Dogecoin (DOGE) stays above $0.10 as spot ETF inflows hit $860K for 4th week
Dogecoin (DOGE) is holding above $0.10 after spot ETF inflows totaled about $860,960 over the past week, extending a four-week streak of net positive flows. Spot pricing was around $0.1026 (-0.74% on the day), while DOGE volume rose ~31% to about $719M.
Technicals remain fragile but constructive. Analysts point to a falling wedge setup and flag $0.1050 as near-term resistance. Upside levels are $0.11 and $0.1150, while key support sits around $0.1020–$0.1027 (near the 50-day moving average). If DOGE fails to hold support, the downside risk shifts toward $0.0883. Momentum is mixed: RSI near 44.5 is not oversold, and MACD remains slightly negative.
Broader market pressure continues. Total crypto market cap slipped ~1.33% to ~$2.56T and Bitcoin (BTC) fell ~1.01% to around $76,866, which can weigh on meme and alternative coins.

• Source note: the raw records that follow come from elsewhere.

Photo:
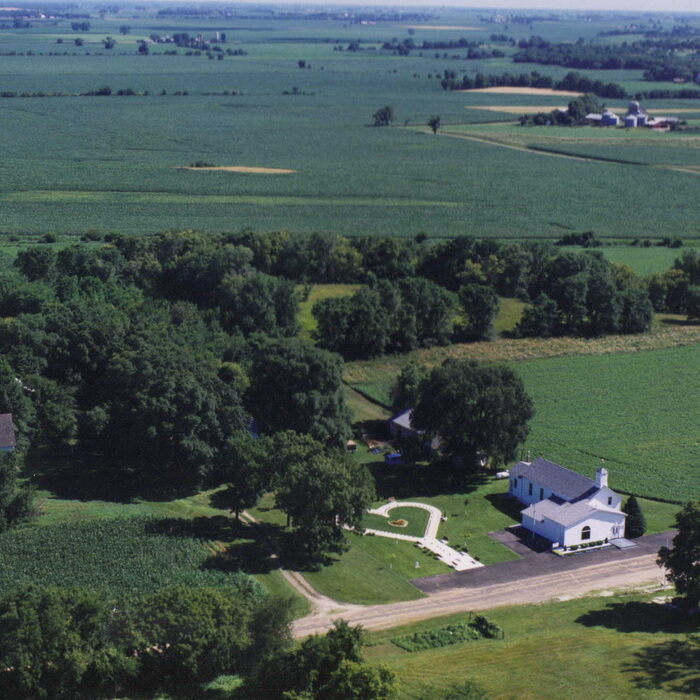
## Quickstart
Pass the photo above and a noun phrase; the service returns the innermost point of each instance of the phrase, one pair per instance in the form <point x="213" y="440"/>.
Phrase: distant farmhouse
<point x="566" y="508"/>
<point x="401" y="427"/>
<point x="635" y="117"/>
<point x="7" y="433"/>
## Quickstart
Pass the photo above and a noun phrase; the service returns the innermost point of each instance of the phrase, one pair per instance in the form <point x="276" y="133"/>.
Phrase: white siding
<point x="602" y="527"/>
<point x="527" y="491"/>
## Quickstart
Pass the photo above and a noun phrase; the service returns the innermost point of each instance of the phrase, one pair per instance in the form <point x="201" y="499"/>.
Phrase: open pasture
<point x="622" y="647"/>
<point x="116" y="163"/>
<point x="635" y="413"/>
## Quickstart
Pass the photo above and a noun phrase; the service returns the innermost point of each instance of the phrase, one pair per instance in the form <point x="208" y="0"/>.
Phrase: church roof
<point x="561" y="481"/>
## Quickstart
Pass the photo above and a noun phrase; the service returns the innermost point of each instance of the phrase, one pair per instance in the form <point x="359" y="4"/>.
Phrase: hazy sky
<point x="618" y="5"/>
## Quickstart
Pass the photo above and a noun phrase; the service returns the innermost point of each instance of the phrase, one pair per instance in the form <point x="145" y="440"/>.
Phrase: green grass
<point x="644" y="261"/>
<point x="307" y="323"/>
<point x="375" y="570"/>
<point x="509" y="314"/>
<point x="637" y="412"/>
<point x="471" y="516"/>
<point x="585" y="649"/>
<point x="416" y="519"/>
<point x="275" y="584"/>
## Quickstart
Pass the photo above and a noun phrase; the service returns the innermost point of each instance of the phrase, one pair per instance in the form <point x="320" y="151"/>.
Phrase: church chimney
<point x="601" y="478"/>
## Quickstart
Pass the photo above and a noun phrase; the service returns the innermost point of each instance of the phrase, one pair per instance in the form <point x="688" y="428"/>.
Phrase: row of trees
<point x="574" y="115"/>
<point x="479" y="413"/>
<point x="402" y="316"/>
<point x="661" y="59"/>
<point x="571" y="81"/>
<point x="76" y="644"/>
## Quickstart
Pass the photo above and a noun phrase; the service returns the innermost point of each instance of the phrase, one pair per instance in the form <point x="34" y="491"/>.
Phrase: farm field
<point x="120" y="556"/>
<point x="119" y="162"/>
<point x="625" y="639"/>
<point x="135" y="546"/>
<point x="600" y="407"/>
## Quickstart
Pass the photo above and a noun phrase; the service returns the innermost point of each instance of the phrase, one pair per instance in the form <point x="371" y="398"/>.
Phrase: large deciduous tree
<point x="296" y="386"/>
<point x="321" y="492"/>
<point x="683" y="559"/>
<point x="383" y="116"/>
<point x="479" y="305"/>
<point x="478" y="411"/>
<point x="327" y="668"/>
<point x="635" y="523"/>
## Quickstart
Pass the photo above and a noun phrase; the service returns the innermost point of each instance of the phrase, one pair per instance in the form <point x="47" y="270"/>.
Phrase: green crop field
<point x="115" y="163"/>
<point x="585" y="649"/>
<point x="119" y="556"/>
<point x="636" y="411"/>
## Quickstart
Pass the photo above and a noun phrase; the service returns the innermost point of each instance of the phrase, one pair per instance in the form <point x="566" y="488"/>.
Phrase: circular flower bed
<point x="398" y="523"/>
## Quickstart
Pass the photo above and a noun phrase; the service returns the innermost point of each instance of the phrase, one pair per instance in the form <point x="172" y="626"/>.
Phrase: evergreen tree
<point x="636" y="525"/>
<point x="682" y="560"/>
<point x="15" y="501"/>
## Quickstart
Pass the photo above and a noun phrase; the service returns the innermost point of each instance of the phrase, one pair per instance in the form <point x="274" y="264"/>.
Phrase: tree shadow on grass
<point x="80" y="477"/>
<point x="679" y="322"/>
<point x="671" y="666"/>
<point x="235" y="545"/>
<point x="506" y="504"/>
<point x="637" y="616"/>
<point x="403" y="481"/>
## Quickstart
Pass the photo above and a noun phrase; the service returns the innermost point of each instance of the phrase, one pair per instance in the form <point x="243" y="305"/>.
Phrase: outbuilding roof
<point x="561" y="481"/>
<point x="403" y="419"/>
<point x="7" y="431"/>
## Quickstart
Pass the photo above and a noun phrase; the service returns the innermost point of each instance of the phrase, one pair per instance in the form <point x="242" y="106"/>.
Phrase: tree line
<point x="76" y="644"/>
<point x="660" y="59"/>
<point x="572" y="81"/>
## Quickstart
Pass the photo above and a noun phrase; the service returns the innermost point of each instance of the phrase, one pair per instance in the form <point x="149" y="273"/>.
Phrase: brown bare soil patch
<point x="512" y="90"/>
<point x="514" y="109"/>
<point x="442" y="27"/>
<point x="243" y="169"/>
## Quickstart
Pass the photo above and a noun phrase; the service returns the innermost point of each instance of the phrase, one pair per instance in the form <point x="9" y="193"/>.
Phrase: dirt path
<point x="320" y="604"/>
<point x="629" y="573"/>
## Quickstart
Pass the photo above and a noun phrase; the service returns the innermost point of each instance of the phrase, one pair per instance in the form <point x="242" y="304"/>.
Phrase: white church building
<point x="566" y="508"/>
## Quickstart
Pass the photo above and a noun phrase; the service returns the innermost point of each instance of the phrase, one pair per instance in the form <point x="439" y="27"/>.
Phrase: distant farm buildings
<point x="634" y="118"/>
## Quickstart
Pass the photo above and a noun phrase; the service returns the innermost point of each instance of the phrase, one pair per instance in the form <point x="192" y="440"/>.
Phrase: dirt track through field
<point x="241" y="169"/>
<point x="510" y="90"/>
<point x="630" y="573"/>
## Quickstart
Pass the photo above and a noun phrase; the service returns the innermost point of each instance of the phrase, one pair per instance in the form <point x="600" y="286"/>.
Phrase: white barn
<point x="564" y="507"/>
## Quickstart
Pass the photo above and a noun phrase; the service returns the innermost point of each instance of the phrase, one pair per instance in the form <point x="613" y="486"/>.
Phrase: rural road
<point x="630" y="572"/>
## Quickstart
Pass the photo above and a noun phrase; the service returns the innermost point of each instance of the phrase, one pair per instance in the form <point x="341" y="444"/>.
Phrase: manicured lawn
<point x="471" y="516"/>
<point x="375" y="570"/>
<point x="586" y="649"/>
<point x="416" y="518"/>
<point x="276" y="585"/>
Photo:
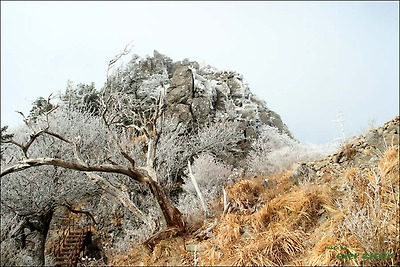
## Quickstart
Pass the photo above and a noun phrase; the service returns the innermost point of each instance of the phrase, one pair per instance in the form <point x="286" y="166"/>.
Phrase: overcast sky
<point x="307" y="60"/>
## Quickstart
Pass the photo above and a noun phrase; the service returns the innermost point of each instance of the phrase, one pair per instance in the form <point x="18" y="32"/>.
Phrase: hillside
<point x="340" y="210"/>
<point x="172" y="163"/>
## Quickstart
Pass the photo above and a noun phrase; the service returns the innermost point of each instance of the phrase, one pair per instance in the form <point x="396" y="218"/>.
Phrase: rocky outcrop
<point x="361" y="152"/>
<point x="199" y="94"/>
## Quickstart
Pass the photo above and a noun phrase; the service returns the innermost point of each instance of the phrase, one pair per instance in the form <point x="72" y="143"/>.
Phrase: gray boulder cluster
<point x="197" y="95"/>
<point x="362" y="152"/>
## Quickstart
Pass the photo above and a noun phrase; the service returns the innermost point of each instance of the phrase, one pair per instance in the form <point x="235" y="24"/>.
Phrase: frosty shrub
<point x="274" y="152"/>
<point x="211" y="175"/>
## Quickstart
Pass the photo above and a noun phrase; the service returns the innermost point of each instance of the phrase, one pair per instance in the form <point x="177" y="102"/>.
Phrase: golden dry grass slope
<point x="347" y="215"/>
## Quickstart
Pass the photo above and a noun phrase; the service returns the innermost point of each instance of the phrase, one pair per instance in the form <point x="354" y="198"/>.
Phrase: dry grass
<point x="284" y="224"/>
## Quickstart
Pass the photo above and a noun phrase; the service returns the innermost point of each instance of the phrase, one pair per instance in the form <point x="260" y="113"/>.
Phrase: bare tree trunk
<point x="199" y="194"/>
<point x="172" y="215"/>
<point x="42" y="229"/>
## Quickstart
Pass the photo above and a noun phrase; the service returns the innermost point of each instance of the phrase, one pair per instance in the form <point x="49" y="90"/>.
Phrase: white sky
<point x="307" y="60"/>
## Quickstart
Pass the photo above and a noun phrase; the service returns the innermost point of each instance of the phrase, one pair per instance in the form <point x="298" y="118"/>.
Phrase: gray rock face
<point x="363" y="151"/>
<point x="197" y="95"/>
<point x="181" y="89"/>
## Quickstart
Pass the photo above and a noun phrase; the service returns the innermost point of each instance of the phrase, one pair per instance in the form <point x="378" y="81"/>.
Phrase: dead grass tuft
<point x="284" y="224"/>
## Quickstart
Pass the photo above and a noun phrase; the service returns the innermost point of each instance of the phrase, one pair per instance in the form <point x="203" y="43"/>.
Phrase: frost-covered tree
<point x="130" y="139"/>
<point x="29" y="199"/>
<point x="274" y="152"/>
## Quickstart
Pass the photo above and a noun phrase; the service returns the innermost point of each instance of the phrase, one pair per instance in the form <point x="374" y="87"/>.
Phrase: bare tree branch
<point x="29" y="163"/>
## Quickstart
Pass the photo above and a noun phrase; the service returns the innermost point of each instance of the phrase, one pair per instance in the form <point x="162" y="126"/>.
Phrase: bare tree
<point x="31" y="197"/>
<point x="100" y="145"/>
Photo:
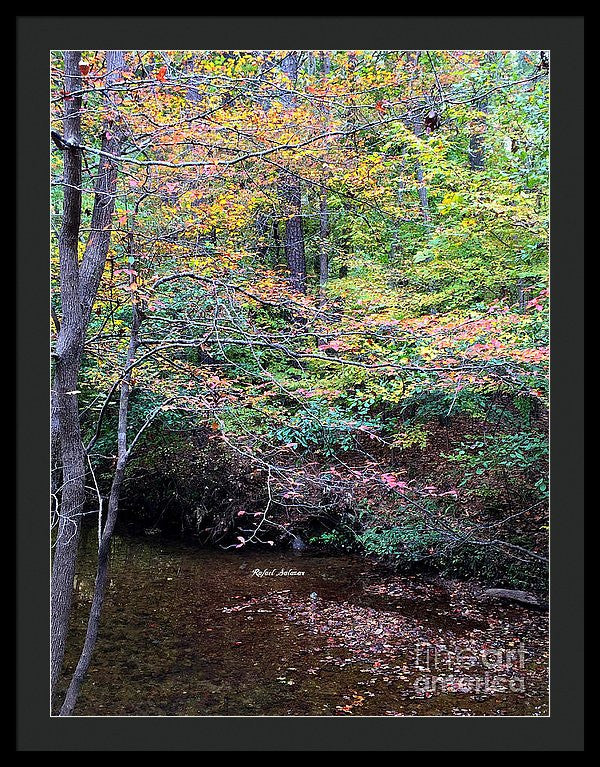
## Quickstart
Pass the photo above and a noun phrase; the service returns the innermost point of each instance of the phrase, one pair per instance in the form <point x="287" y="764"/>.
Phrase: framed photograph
<point x="306" y="408"/>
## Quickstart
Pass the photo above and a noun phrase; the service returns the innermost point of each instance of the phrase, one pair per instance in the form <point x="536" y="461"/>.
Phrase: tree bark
<point x="79" y="287"/>
<point x="291" y="194"/>
<point x="102" y="570"/>
<point x="69" y="348"/>
<point x="323" y="209"/>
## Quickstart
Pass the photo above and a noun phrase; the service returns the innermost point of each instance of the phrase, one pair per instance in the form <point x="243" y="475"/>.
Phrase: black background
<point x="36" y="730"/>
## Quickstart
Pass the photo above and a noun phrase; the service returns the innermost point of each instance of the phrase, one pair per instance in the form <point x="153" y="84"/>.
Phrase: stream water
<point x="188" y="631"/>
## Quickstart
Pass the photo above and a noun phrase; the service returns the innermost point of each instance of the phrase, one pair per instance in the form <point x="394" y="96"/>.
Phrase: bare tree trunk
<point x="69" y="348"/>
<point x="111" y="519"/>
<point x="291" y="195"/>
<point x="323" y="209"/>
<point x="79" y="286"/>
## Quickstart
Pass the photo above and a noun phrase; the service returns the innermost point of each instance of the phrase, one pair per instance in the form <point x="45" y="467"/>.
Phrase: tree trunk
<point x="291" y="195"/>
<point x="323" y="209"/>
<point x="79" y="286"/>
<point x="69" y="348"/>
<point x="111" y="519"/>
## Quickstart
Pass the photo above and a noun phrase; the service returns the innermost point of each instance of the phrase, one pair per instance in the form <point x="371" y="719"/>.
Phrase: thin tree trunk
<point x="323" y="209"/>
<point x="79" y="286"/>
<point x="111" y="519"/>
<point x="66" y="430"/>
<point x="291" y="195"/>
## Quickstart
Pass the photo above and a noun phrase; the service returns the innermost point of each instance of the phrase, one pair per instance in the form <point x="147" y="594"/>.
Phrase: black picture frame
<point x="563" y="729"/>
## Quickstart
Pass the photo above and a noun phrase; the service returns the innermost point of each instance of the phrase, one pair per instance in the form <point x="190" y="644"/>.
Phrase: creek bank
<point x="191" y="631"/>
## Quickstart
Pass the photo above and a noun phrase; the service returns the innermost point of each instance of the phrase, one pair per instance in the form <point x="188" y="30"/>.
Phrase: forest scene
<point x="299" y="341"/>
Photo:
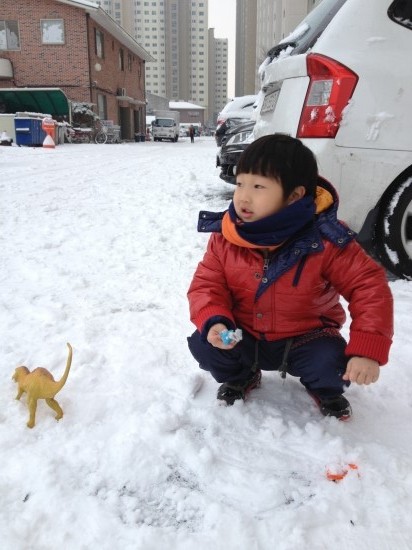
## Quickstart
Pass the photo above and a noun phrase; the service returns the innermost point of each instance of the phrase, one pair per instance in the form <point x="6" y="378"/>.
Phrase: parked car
<point x="342" y="84"/>
<point x="235" y="112"/>
<point x="237" y="139"/>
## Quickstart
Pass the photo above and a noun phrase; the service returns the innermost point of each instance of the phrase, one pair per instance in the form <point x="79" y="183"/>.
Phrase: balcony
<point x="6" y="69"/>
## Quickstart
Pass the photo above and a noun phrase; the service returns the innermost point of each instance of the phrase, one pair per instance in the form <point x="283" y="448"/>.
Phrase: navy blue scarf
<point x="277" y="228"/>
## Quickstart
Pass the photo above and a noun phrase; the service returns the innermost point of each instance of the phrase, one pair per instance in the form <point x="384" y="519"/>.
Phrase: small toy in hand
<point x="229" y="336"/>
<point x="40" y="384"/>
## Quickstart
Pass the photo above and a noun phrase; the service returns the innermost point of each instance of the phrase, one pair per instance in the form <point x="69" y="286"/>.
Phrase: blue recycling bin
<point x="29" y="131"/>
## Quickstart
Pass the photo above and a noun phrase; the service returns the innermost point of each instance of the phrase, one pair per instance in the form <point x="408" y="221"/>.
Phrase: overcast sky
<point x="222" y="17"/>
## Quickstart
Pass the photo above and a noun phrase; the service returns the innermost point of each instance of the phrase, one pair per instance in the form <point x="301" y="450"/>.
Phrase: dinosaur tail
<point x="63" y="379"/>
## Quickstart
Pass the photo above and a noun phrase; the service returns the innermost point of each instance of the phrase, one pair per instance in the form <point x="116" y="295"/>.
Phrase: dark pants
<point x="318" y="358"/>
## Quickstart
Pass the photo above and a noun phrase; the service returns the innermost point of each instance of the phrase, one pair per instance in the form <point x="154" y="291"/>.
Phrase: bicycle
<point x="107" y="132"/>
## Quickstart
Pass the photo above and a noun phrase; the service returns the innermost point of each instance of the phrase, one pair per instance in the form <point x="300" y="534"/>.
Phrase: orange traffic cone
<point x="48" y="142"/>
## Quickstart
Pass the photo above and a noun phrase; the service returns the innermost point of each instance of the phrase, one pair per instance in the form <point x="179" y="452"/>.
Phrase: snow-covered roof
<point x="184" y="105"/>
<point x="104" y="20"/>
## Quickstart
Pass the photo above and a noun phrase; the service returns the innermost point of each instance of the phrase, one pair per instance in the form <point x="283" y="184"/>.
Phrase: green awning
<point x="51" y="101"/>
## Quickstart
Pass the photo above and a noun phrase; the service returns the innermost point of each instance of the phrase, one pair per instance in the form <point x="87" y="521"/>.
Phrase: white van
<point x="342" y="83"/>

For traders, the key trigger is whether DOGE can reclaim and hold $0.1050 following the latest positive ETF inflows—confirmation would improve odds of a breakout toward $0.11–$0.1150.
Neutral
ETF inflows for DOGE are clearly supportive (four straight weeks of positive net flow, volume picking up), which can attract incremental institutional interest. However, price action still looks fragile: DOGE is only marginally above $0.10, momentum is mixed (RSI not oversold, MACD slightly negative), and BTC weakness can cap meme/alt upside. The trade setup is therefore more “conditional bullish” than fully bullish. In the short term, direction likely hinges on whether DOGE can hold $0.1020–$0.1027 and then reclaim $0.1050. A support breakdown would quickly shift risk toward $0.0883, while a successful reclaim could open a path toward $0.11–$0.1150. Over the longer term, sustained positive ETF flows could improve the base, but the broader market trend remains the main driver.